What is an investment property?
Updated June 21, 2021
An investment property is a piece of real estate acquired with the goal of deriving a return on the investment. As they are not intended to be primary residences, buyers intend to recoup their money from their investment via a resale of the property (usually following repairs or renovations), generating rental income from the property or a combination of the two. It is important to note that an investment property is not considered a vacation home, but is solely purchased for the intention of earning revenue. In general, it is purchased either by a single investor or a pair or group of investors.
A property that is flipped—purchased and renovated in a short period of time in order to put it back on the market—is not always considered an investment property, because it is done so with the goal to sell quickly to make a profit. Investment properties are bought with the goal of either earning some type of income, such as rental income, interest or dividends, or appreciating in value over an extensive period of time.
A residential investment property, which can generate monthly rents from tenants, includes anything that qualifies as a residential structure, such as single-family homes, apartments and condominiums.
An investment property is a piece of real estate acquired with the goal of deriving a return on the investment. Credit: Frederick Warren/Unsplash
In general, a commercial investment property is either a retail location or residential building. These properties are often favored by groups of investors, or even corporations, because their leases will elicit significantly higher rental income than a residential property. The drawback, however, is that improvements and upkeep will also be higher as well. But the advantage is that the revenue from the rental income should balance out the costs of investing in the commercial property.
A mixed-use investment property can be used both for residential and commercial uses at the same time. This kind of property could feature a retail storefront with the upper floors containing residential spaces.
Besides real estate, an investment property can also be defined as assets purchased with the intention of it gaining value over time, and could also apply to artwork, tracts of land, securities and collector’s items (i.e. classic cars, coins, currency and jewelry). It should be also noted that some buildings in metropolitan areas, such as New York City co-ops, cannot be purchased for investment purposes.
Mortgage Requirements for Investment Properties
When applying for a mortgage for an investment property, investors will be asked to provide the same documentation required for primary and vacation residences—tax returns, paycheck stubs and bank statements to confirm assets—and authorize a credit check.

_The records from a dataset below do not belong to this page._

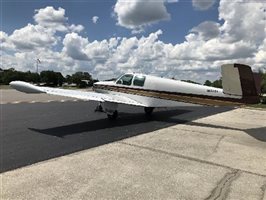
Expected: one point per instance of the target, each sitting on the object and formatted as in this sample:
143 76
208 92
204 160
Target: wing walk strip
48 101
188 98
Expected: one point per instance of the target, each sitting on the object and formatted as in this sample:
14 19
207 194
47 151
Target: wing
84 95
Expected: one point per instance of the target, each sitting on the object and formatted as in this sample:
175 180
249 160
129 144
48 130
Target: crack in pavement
263 190
223 187
189 158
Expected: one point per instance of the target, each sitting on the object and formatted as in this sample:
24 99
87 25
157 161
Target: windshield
125 80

Even so, the guidelines are much more strict for investment properties. Loan qualifications tend to require higher credit scores. Depending on whether applying for a fixed-rate or adjustable-rate mortgage, the minimum credit score falls between 640 and 680; whereas with a primary residence, it can be as low as 620. The borrower would likely also have to pay a higher interest rate, because investment properties are viewed as a larger risk than primary residences. A more significant down payment would be required as well, and would approximate between 15% and 25% of the purchase price.